While milder than the prohibition on new gas hookups seen elsewhere, the policy direction is trending towards electrification in Colorado. This is what the front group Coloradans for Energy Access — including one surprising member — is fighting.
Xcel Energy, a Minnesota-based electric and gas utility, is among the ranks of Coloradans for Energy Access. The investor-owned utility has assets across eight Midwestern and Western states, with a particularly large presence in Colorado.
Smyth explained that it would make sense for gas-only distribution companies, such as Atmos Energy, to wage an all-out campaign to prevent electrification. But Xcel Energy has both gas and electricity assets. Any business they lose on gas sales could easily be made up in increased electricity sales. Nevertheless, Xcel joined the front group at a time when the utility is simultaneously requesting a 13 percent rate hike for its gas sales from the Colorado Public Utility Commission.
Participation in a gas front group risks tarnishing the renewables-friendly image Xcel has cultivated. Last year, it pledged to cut greenhouse gas emissions by 85 percent by 2030, from a 2005 baseline, and has put in place a formula for executive compensation that is tied to decarbonization, which distinguishes Xcel from other utilities.
It is even a member of the Colorado Beneficial Electrification League, a coalition of municipal governments and utilities in the state that promote electrification in buildings and industrial facilities.
“Xcel legitimately has some strong claims for climate leadership. We are pretty critical of utilities that try to greenwash their climate goals, and Xcel has done that as well. But they have actually done some things that are pretty good,” Smyth said, noting the “strong 2030 goal” of cutting emissions by 85 percent.
In January 2022, Xcel’s ESG (environmental, social, governance) presentation to investors went to great lengths to position the utility as a climate champion. The company spends nearly 50 slides talking up its progress on renewable energy, electric vehicles, diversity in the workplace, and its safety record.
“Their pitch to investors, their message to Wall Street is: ‘We are leading on climate.’ Wall Street investors are increasingly interested in that,” Smyth said.

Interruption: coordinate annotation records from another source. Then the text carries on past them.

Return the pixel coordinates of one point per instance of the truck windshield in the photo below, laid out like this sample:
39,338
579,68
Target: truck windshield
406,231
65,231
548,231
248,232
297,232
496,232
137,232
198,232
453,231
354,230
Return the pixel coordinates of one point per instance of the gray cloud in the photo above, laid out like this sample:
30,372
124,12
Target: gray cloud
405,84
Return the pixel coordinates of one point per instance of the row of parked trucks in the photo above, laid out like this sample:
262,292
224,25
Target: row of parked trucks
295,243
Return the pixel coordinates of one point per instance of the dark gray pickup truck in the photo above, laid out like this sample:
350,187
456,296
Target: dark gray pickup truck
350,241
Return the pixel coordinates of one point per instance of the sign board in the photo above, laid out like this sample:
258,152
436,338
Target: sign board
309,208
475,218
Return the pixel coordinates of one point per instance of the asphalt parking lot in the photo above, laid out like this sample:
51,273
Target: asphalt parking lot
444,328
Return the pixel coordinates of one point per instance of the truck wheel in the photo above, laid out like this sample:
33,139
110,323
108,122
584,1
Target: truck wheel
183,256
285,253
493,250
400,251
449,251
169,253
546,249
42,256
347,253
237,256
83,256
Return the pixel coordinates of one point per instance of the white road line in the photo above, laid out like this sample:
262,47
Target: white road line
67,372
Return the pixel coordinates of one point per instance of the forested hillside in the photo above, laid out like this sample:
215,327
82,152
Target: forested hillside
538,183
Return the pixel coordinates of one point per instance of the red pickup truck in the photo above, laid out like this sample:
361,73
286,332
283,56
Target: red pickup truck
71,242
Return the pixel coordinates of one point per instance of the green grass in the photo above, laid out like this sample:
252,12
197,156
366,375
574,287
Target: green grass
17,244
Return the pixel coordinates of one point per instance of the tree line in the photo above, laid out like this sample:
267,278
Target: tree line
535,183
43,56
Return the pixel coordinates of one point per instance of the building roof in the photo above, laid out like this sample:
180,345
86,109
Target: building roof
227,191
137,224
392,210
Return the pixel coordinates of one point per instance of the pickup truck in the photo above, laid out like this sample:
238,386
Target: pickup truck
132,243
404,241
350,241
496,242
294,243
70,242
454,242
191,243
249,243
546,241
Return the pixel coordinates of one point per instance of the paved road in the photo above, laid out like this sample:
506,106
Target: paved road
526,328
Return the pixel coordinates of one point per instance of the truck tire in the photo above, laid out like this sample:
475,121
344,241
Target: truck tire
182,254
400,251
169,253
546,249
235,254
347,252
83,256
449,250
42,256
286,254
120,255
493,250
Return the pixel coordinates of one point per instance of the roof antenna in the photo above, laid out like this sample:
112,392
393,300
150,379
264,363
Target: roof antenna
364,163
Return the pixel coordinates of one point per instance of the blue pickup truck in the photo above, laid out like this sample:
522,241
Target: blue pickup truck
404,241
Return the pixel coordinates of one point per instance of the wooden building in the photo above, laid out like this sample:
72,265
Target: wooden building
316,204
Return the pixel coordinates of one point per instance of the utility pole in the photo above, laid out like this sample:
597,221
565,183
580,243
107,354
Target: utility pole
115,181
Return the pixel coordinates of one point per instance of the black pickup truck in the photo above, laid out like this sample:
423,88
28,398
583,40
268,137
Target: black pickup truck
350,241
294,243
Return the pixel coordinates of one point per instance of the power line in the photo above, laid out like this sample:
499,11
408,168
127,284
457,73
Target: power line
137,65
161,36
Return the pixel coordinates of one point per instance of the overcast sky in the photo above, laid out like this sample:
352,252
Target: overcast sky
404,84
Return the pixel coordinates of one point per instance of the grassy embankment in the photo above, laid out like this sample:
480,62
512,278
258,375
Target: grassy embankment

This is a narrative that seems to have worked for Xcel. “What we’ve been able to demonstrate, and good news is other people are following now, was that renewable energy done at scale with the right public policy can actually save customers money, improve the environment and offer a great investment opportunity for our company,” Xcel’s outgoing CEO Benjamin Fowke said in an interview with S&P Global Market Intelligence in August 2021, the month he retired from the company.
Xcel’s stock more than tripled over the ten-year period Fowke was at the helm, from $22 per share to nearly $70 per share. He partly attributed the company’s strong performance to its leadership on clean energy.
Neither Xcel Energy nor Coloradans for Energy Access responded to requests for comment.
Being at the forefront of the energy transition is “a big, big topic in the utility investment world,” Smyth continued. “And Xcel has had a very strong claim to be leading that.”
But, Smyth warned, Xcel’s support for a group that is spreading misinformation in an effort to slow electrification “seriously undermines that clean energy image that they fostered deliberately for the last several years.”